Wildfires in Colorado: what we are not seeing


Photo by Joanne Francis on Unsplash

As the putrid smell of smoke and rotting trees continue to fly around in the air and contaminate everything it touches, Coloradans everywhere eagerly wait for the seemingly never-ending wildfires to come to a stop. With people evacuating homes in threatened areas and ash lacing cars in distant cities, it is easy to see how humans are being impacted by these fires, but these fires are also creating immense struggles for wild animals. 

Auden Shindler, Vice President at Aspen Ski Company, elaborates on the urgency of the problem during an interview with the Denver Post, “This is now a problem, not a future problem. We’re seeing a systemic change of the climate that manifests itself not just in the heat but in the fire, in water, in agriculture, and in economics.”

Wildfires present many issues to the environment as well. Changes in water and agriculture are huge areas of concern considering the wildlife who need them in these affected areas. Bodies of water are drying out making fish unable to carry on in their habitats. Land animals are also losing their homes due to acres upon acres of land going up in flames. 

District Chief of North Routt Fire Protection District, Mike Swincick shares with Denver CBS, “It’s dry here. A lot of our streams are seasonal, and if they’re dried up and animals are moving through the area, they’re looking for water.”

Animals are currently evacuating from the fires extremely hungry and dehydrated. A Facebook post from Routt County Office of Emergency Management advises people to help animals by bringing out buckets of water or simply letting them stay in backyards while calming down – these animals are tired, scared, and have lost their homes. 

On the bright side wildfires actually present some advantages to multiple wildlife species. Since fires are common and natural in nature, many forms of wildlife actually benefit from these disasters. 
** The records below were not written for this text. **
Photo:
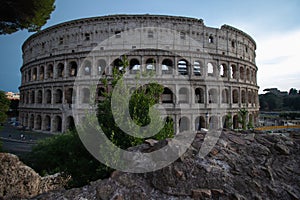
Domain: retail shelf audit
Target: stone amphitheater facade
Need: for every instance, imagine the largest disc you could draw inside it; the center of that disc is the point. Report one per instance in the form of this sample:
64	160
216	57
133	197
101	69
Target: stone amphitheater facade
214	68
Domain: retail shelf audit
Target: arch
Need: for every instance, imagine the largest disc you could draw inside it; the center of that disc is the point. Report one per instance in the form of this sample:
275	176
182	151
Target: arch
58	96
34	74
198	69
243	96
49	72
31	122
183	95
235	122
32	97
70	123
39	98
235	96
167	96
213	122
210	69
213	95
182	67
42	73
225	96
73	69
199	95
199	123
183	124
38	122
242	73
60	70
69	95
57	124
233	69
101	67
48	96
87	68
134	66
223	70
150	64
167	66
85	95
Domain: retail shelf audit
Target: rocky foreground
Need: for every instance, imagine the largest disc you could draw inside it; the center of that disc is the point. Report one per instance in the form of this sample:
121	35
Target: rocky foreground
240	166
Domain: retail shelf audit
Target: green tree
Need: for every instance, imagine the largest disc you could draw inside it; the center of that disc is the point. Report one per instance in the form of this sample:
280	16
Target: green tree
4	106
17	15
66	153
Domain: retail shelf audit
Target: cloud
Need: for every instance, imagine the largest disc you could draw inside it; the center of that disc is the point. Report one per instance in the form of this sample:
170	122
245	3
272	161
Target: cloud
278	60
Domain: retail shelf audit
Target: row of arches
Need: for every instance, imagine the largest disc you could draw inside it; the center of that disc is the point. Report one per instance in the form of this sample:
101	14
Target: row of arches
197	68
199	96
47	122
56	123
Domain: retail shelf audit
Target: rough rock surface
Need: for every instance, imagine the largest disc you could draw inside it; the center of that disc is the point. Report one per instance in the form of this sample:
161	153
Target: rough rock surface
240	166
20	181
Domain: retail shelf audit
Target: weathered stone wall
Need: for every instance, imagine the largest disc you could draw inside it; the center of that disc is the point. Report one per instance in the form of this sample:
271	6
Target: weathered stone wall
219	62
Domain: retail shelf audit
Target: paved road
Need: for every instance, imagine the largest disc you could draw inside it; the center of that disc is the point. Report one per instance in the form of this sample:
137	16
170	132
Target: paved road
18	141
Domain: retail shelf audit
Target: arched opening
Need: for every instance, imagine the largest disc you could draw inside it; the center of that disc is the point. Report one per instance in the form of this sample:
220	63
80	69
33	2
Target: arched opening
235	122
38	123
242	73
210	69
213	122
243	96
182	67
49	71
69	95
183	124
48	96
85	95
47	123
183	95
118	65
167	66
87	68
233	70
134	66
150	64
32	97
57	124
60	70
235	96
199	95
42	72
213	95
223	71
73	69
198	70
31	122
101	67
225	96
70	123
34	74
39	96
58	96
167	96
199	123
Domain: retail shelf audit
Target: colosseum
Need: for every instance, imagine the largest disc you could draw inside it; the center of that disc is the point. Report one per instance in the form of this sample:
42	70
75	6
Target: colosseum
208	74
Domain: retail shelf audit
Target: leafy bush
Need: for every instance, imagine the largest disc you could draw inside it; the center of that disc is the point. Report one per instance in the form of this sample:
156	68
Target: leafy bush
65	153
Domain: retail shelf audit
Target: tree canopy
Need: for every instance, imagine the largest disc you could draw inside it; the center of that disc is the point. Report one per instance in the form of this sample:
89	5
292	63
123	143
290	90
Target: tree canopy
17	15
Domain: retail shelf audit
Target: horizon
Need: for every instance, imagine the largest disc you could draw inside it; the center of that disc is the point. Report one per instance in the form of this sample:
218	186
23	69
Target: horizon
276	35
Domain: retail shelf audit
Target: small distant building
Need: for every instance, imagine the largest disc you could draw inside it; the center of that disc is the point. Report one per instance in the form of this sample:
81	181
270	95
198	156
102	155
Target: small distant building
12	96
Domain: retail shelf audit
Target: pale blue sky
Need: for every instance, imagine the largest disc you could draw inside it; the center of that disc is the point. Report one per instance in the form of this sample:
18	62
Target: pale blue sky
273	24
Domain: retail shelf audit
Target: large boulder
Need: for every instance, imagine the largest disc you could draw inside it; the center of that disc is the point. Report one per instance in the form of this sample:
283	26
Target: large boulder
20	181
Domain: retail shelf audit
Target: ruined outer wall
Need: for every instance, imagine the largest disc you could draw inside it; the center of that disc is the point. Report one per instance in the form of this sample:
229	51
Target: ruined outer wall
50	56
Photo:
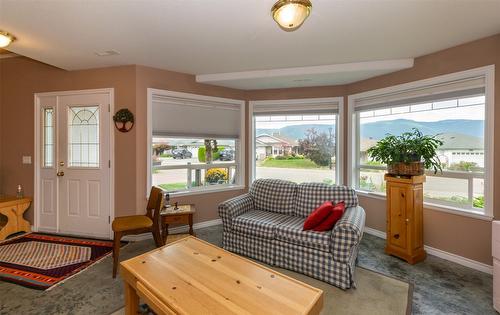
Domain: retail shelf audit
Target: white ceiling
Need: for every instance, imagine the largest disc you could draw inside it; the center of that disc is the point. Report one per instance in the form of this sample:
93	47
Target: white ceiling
221	36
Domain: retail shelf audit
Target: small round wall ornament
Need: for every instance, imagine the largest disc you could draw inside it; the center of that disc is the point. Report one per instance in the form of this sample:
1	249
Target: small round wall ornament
124	120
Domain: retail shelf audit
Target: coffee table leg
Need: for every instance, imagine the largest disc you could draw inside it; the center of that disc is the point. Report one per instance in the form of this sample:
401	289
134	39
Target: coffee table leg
165	232
131	300
191	224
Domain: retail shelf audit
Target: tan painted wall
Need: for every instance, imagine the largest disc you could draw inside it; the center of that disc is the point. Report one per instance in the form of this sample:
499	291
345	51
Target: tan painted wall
21	77
456	234
206	204
460	235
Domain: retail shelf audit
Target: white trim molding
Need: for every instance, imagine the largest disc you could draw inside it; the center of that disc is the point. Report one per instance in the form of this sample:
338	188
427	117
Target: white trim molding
304	105
464	261
175	230
449	83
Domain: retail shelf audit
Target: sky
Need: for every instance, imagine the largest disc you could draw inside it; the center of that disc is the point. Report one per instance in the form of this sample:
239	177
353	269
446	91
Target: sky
466	111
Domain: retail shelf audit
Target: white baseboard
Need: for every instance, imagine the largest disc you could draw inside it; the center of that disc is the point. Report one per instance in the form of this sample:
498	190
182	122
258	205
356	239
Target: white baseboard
442	254
178	229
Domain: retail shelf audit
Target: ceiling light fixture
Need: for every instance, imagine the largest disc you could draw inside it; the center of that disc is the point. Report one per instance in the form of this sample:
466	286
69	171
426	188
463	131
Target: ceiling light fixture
6	39
290	14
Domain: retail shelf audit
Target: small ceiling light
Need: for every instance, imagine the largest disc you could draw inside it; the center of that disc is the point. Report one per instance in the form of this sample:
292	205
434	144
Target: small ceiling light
5	39
290	14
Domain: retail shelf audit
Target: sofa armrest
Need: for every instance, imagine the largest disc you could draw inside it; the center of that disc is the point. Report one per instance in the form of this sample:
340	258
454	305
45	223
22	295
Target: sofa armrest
347	234
234	207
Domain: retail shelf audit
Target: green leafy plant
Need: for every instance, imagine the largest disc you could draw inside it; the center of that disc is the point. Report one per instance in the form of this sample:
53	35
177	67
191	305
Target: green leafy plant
409	147
463	166
215	154
216	175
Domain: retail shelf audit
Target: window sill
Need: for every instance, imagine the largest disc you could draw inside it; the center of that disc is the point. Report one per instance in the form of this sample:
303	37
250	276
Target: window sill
433	206
206	191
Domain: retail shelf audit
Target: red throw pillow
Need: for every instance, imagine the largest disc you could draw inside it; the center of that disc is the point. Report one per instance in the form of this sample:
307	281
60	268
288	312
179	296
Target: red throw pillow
318	215
328	223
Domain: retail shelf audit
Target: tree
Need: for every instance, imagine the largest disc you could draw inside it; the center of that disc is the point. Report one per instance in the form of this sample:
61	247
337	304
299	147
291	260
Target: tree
318	147
210	149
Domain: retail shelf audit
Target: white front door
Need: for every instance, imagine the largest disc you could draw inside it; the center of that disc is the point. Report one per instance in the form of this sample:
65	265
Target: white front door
75	164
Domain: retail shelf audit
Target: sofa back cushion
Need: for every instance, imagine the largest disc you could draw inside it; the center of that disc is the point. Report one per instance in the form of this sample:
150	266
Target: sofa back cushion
312	195
274	195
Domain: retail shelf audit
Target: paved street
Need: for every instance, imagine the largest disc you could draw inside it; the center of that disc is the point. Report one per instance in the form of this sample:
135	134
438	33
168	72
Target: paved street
435	186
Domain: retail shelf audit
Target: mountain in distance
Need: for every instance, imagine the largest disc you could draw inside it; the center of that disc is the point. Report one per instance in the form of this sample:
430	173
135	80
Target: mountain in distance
378	130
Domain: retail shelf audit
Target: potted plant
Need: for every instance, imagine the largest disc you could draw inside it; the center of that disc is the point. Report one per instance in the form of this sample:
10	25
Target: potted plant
408	154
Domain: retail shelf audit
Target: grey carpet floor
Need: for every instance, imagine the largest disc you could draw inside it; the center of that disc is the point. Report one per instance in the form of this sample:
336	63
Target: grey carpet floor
440	287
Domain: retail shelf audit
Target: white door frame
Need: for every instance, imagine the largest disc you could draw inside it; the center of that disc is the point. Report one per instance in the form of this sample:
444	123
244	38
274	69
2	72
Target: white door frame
37	152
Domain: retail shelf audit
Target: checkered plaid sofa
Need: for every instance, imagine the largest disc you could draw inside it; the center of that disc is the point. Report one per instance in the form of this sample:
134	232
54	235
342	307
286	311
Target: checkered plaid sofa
266	224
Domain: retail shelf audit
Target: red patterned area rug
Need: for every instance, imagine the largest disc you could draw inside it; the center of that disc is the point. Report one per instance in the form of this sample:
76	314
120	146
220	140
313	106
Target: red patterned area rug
41	261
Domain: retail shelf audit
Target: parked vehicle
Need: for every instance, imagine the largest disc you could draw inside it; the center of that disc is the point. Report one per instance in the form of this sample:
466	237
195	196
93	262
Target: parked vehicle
226	155
181	154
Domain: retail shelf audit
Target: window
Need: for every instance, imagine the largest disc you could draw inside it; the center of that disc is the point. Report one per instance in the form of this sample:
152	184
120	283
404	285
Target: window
195	142
181	163
83	136
296	140
48	140
456	112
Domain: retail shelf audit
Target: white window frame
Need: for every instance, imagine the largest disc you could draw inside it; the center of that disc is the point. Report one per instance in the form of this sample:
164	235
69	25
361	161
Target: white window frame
306	104
488	72
240	143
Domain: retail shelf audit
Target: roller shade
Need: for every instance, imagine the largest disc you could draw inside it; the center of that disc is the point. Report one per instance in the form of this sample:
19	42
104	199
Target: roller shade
299	106
439	92
175	116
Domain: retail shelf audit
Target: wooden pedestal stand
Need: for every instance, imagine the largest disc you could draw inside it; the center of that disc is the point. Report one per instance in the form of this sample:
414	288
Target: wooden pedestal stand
405	232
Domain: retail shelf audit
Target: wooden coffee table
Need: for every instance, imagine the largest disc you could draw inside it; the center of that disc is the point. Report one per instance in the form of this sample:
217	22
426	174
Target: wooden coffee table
191	276
182	215
11	218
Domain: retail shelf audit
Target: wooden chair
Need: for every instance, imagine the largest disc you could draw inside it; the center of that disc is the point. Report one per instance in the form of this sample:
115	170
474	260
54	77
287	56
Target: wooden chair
138	224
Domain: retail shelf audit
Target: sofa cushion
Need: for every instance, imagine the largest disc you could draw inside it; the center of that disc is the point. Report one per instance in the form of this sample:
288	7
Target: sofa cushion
291	231
312	195
258	223
274	195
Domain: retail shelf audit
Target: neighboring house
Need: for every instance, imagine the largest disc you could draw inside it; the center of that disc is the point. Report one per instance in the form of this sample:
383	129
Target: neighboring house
458	148
365	144
274	145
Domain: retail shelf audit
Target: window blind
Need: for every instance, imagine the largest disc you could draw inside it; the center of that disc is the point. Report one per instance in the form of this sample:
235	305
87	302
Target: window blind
174	116
438	92
291	107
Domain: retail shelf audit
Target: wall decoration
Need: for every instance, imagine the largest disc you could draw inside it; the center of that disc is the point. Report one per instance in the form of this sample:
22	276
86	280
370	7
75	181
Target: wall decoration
124	120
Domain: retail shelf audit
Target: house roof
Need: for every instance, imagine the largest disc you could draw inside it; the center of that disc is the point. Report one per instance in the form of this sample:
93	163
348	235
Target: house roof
452	141
265	139
458	141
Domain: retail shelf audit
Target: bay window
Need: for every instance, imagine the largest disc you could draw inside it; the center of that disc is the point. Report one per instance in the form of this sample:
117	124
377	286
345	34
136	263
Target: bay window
456	109
195	142
296	140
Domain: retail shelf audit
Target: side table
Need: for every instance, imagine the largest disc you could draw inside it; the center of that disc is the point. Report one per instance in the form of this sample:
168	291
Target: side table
182	215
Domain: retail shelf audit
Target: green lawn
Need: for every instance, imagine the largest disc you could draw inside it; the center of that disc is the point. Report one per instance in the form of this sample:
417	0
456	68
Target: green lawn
295	163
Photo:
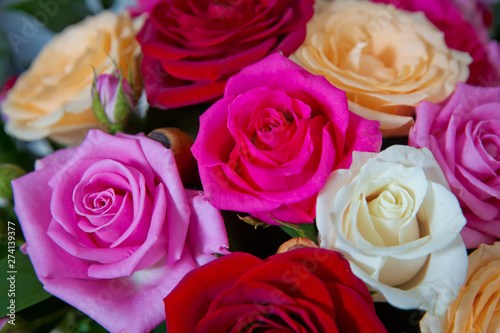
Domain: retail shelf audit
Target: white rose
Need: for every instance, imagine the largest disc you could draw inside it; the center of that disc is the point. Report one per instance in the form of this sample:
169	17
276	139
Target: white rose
394	218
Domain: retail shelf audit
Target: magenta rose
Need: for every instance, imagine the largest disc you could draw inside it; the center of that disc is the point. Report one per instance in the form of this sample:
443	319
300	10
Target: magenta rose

Abigail Wallace with the National Forest Foundation explains, “Animals have a honed sense of danger, so when [a] wildfire occurs, most animals sense it and can run away or stand in streams to avoid the hazard. Smaller animals take cover in logs, under rocks, or by burying themselves in the dirt.” 

When animals are forced to evacuate their homes, invasive species come into the newly burned and destroyed environment and push the native wildlife out, causing huge problems. Wild animals being in places they normally would not be in also is dangerous for them regarding human contact. Animals wandering roads and other places where humans are around are dangerous as they can get hit or come in contact with people when they normally would not. 

While most wildlife is extremely skilled in order to get away from danger, fish and other aquatic life have no way to escape the dangerous areas. 

Randy Hampton from  CPW shares with  9news, “Water temperature for cold-water fish is also of concern during and after a big wildfire. CPW keeps a watchful eye on burn areas and will help relocate fish until the system cleans itself out if they need to.”

While fish are in the water, they are not affected the same ways other animals in the areas are, yet they are in even more danger. These fish are in the way of all runoff from uprooted trees. 

While these fires continue to be tamed, wildlife is still in extreme danger. People are encouraged to contact CPW in the case of seeing any wildlife at risk. 

“The best thing people can do if they want to make a difference is get involved in efforts after the fire. People can help out with surveys after the fire and volunteer with efforts like replanting,” Hampton concludes.